Penjara tidak membuatnya mundur
selangkah pun dalam melawan penindasan. Misbach malah tidak henti-hentinya
menyuarakan agar jangan takut dihukum, dibuang, dan digantung demi keadilan.
Seraya dengan perlawanannya atas penindasan rakyat tersebut, Misbach juga
memaparkan bagaimana dahulu Nabi Muhammad pun bersusah payah untuk dapat
menyebarkan ajaran Islam. Baginya ajaran Islam menjadi senjata perlawanan atas
penindasan terhadap rakyat oleh pemerintah Kolonial Belanda beserta para antek-anteknya.
Misbach mengidentikkan perjuangan muslim progresif sebagai Islam Sejati. Karena
didalam Islam terdapat anjuran untuk menegakkan keadilan, kebenaran,
kemanusiaan dan sebagainya yang harus diterapkan melalui politik dan sosial.

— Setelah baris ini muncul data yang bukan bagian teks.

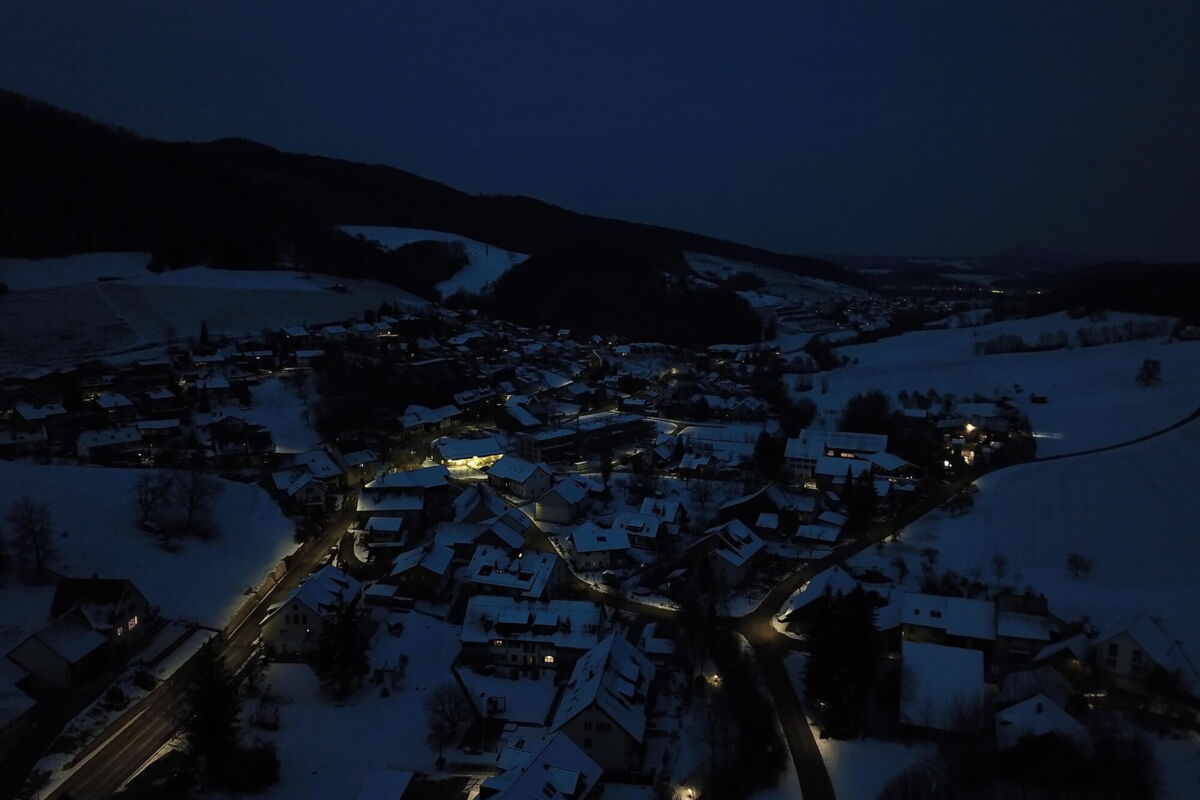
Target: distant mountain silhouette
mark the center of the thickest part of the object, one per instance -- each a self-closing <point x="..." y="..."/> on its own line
<point x="71" y="185"/>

Misbach memperjuangkan semangat religius untuk membebaskan rakyat dari
ketertindasan.
Misbach sangat antikapitalis.
Barangsiapa yang dengan jelas mendukung kapitalisme dan menjadi antek-antek
kapitalis serta menyengsarakan rakyat, dia tak segan akan menghujat dan menyerangnya
melalui artikel di Medan Moeslimin atau Islam Bergerak. Tidak peduli siapapun
orangnya, baik itu kaum priyayi maupun aktivis Islam sekalipun. Bagi Misbach
perundingan dan perdamaian dengan pemerintah Hindia Belanda adalah suatu bentuk
penyelewengan atas misi keadilan. Misbach yang juga mengagumi Karl Marx ini
menulis sebuah artikel Islamisme dan Komunisme di pengasingan. Bagi Misbach,
Marx adalah tokoh yang mencacat sisten kapitalisme yang berujung pada runtuhnya
nilai-nilai kemanusiaan.
Medan Moeslimin yang terbit pada 1
April 1926 memuat artikel Misbach, Nasehat, yang antara lain menyatakan: agama
berdasarkan sama rata sama rasa kepada Tuhan Yang Maha Kuasa hak persamaan
untuk segenap manusia dalam dunia tentang pergaulan hidup, tinggi dan hinanya manusia
hanya tergantung atas budi kemanusiaannya. Misbach membagi Budi menjadi tiga
bagian. Budi yang pertama adalah budi kemanusiaan yang dasarnya mempunyai
persaaan keselamatan umum. Budi yang kedua adalah budi binatang. Budi binatang
ini hanya mengejar keselamatan dan kesenangan diri sendiri. Budi yang terakhir
adalah budi setan, budi yang selalu berbuat kerusakan bagi keselamatan umum.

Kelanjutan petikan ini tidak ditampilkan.